A touch to her hair, a glance in the pier-glass, and all for a notorious convict broken prison! So into the boudoir with her grandest air; but again she locked the door behind her, and, sweeping round, beheld a bald man bowing to her in immaculate evening clothes.
“Are you the writer of a note found on my dressing-table?” she demanded, every syllable off the ice.
“I am.”
“Then who are you, besides being an impudent forger?”
“You name the one crime I never committed,” said he. “I am Stingaree.”
And they gazed into each other’s eyes; but not yet were hers to be believed.
“He only escaped this afternoon!”
“I am he.”
“With a bald head?”
“Thanks to a razor.”
“And in those clothes?”
“I found them where I found the razor. Look; they don’t fit me as well as they might.”
And he drew nearer, flinging out an abbreviated sleeve; but she looked all the harder in his face.
“Yes. I begin to remember your face; but it has changed.”
“It has gazed on prison walls for many years.”
“I heard . . . I was grieved . . . but it was bound to come.”
“It may come again. I care very little, after this!”
And his dark eyes shone, his deep voice vibrated; then he glanced over a shrugged shoulder toward the outer door, and Hilda darted as if to turn that key too, but there was none to turn.
“It ought to happen at once,” she said, “and through me.”
“But it will not.”
His assurance annoyed her; she preferred his homage.
“I know what you mean,” she cried. “You did me a service years ago. I am not to forget it!”

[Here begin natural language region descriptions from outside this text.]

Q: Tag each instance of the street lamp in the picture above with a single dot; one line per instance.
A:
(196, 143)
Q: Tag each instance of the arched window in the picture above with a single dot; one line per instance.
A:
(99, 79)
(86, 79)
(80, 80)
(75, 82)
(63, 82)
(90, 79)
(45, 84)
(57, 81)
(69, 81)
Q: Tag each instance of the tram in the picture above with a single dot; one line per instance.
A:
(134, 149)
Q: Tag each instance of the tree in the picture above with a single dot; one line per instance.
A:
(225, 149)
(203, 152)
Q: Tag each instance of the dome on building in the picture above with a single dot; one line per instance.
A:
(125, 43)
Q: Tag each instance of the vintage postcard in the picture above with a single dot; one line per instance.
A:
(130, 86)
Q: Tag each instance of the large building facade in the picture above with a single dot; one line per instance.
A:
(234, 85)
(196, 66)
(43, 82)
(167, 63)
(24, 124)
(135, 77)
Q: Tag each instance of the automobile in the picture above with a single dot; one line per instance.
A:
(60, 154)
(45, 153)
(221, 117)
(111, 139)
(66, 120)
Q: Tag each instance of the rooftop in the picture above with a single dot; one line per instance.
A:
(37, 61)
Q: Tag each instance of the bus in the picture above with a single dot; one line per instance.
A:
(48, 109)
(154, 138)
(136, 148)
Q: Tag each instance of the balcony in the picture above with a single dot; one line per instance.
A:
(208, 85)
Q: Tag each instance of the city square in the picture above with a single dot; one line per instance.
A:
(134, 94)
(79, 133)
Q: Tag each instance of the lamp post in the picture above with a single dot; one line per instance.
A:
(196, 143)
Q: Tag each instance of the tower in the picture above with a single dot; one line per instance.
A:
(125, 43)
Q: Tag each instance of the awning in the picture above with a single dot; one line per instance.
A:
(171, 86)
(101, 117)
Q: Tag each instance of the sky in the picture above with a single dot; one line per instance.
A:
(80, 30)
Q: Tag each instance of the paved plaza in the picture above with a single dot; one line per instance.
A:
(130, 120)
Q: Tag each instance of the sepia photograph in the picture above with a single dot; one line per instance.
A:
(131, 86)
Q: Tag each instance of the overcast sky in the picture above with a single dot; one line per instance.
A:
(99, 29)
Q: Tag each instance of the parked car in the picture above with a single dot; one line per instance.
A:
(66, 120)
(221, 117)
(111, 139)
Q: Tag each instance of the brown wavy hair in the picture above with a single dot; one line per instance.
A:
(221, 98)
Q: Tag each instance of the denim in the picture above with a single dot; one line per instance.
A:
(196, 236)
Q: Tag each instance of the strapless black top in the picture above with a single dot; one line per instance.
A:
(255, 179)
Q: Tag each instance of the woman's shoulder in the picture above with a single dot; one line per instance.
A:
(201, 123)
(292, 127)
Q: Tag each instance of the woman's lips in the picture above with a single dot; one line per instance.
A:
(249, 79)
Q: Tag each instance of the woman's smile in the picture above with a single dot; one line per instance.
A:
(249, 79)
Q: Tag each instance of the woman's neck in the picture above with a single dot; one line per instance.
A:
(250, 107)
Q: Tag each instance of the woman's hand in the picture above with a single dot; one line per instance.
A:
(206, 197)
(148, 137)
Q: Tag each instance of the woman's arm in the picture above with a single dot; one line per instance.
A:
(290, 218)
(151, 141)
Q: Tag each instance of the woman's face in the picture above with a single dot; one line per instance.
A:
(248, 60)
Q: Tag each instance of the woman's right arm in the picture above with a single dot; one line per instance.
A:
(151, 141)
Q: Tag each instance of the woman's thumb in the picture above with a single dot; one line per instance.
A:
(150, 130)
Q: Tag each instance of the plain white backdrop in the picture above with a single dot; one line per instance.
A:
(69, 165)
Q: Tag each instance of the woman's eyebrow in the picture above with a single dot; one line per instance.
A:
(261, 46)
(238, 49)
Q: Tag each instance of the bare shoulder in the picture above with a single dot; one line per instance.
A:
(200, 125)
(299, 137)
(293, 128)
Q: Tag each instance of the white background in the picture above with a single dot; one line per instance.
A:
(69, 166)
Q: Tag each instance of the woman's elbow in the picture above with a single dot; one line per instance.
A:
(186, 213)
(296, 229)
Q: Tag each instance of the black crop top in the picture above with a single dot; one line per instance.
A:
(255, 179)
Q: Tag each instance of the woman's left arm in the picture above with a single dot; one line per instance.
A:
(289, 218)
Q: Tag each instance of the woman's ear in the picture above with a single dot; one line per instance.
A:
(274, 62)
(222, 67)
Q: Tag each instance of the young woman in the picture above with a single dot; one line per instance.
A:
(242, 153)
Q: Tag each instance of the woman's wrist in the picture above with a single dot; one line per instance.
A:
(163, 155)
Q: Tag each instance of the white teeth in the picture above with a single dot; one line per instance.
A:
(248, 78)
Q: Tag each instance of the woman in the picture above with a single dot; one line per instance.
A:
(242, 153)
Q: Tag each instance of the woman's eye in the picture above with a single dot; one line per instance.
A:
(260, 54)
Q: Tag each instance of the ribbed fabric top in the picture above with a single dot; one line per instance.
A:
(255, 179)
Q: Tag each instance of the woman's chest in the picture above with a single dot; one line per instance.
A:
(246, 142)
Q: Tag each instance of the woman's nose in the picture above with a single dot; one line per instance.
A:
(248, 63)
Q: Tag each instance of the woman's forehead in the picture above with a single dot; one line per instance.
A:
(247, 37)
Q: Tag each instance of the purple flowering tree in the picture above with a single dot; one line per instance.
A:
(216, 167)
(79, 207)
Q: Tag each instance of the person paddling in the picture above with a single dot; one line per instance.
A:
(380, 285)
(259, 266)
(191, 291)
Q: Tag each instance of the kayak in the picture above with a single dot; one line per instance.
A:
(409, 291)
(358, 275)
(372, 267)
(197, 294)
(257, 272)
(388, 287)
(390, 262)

“It is not I who have kept it before your mind.”
“Perhaps not; but that’s why you come to me to-night.”
Stingaree looked upon the spirited, spoilt beauty in her satin and diamonds and pearls; villain as he was, he held himself at her mercy, but he was not going to kneel to her for that. He saw a woman who had heard the truth from very few men, a nature grown in mastery as his own had inevitably shrunk: it was worth being at large to pit the old Adam still remaining to him against the old Eve in this petted darling of the world. But false protestations were no counters in his game.
“Miss Bouverie,” said Stingaree, “you
may well suppose that I have borne you in mind all these years. As a matter of honest fact, when I first heard your name this evening, I was slow to connect it with any human being. You look angry. I intend no insult. If you have not forgotten the life I was leading before, you would very readily understand that I have never heard your name from those days to this. That is my misfortune, if also my own fault. It should suffice that, when I did remember, I came at my peril to hear you sing, and that before I dreamt of coming an inch further. But I heard them say, both in the hall and outside, that you owed your start to me; now one thinks of it, it must have been a rather striking advertisement; and I reflected that not another soul in Sydney can possibly owe me anything at all. So I came straight to you, without thinking twice about it. Criminal as I have been, and am, my one thought was and is that I deserve some little consideration at your hands.”
“You mean money?”
“I have not a penny. It would make all the difference to me. And I give you my word, if that is any satisfaction to you, I would be an honest man from this time forth!”
“You actually ask me to assist a criminal and escaped convict — me, Hilda Bouverie, at my own absolute risk!”
“I took a risk for you nine years ago, Miss Bouverie; it was all I did take,” said Stingaree, “at the concert that made your name.”
“And you rub it in,” she told him. “You rub it in!”
“I am running for my life!” he exclaimed, in answer. “It wouldn’t have been necessary — that would have been enough for the Miss Bouverie I knew then. But you are different; you are another being, you are a woman of the world; your heart, your heart is dead and gone!”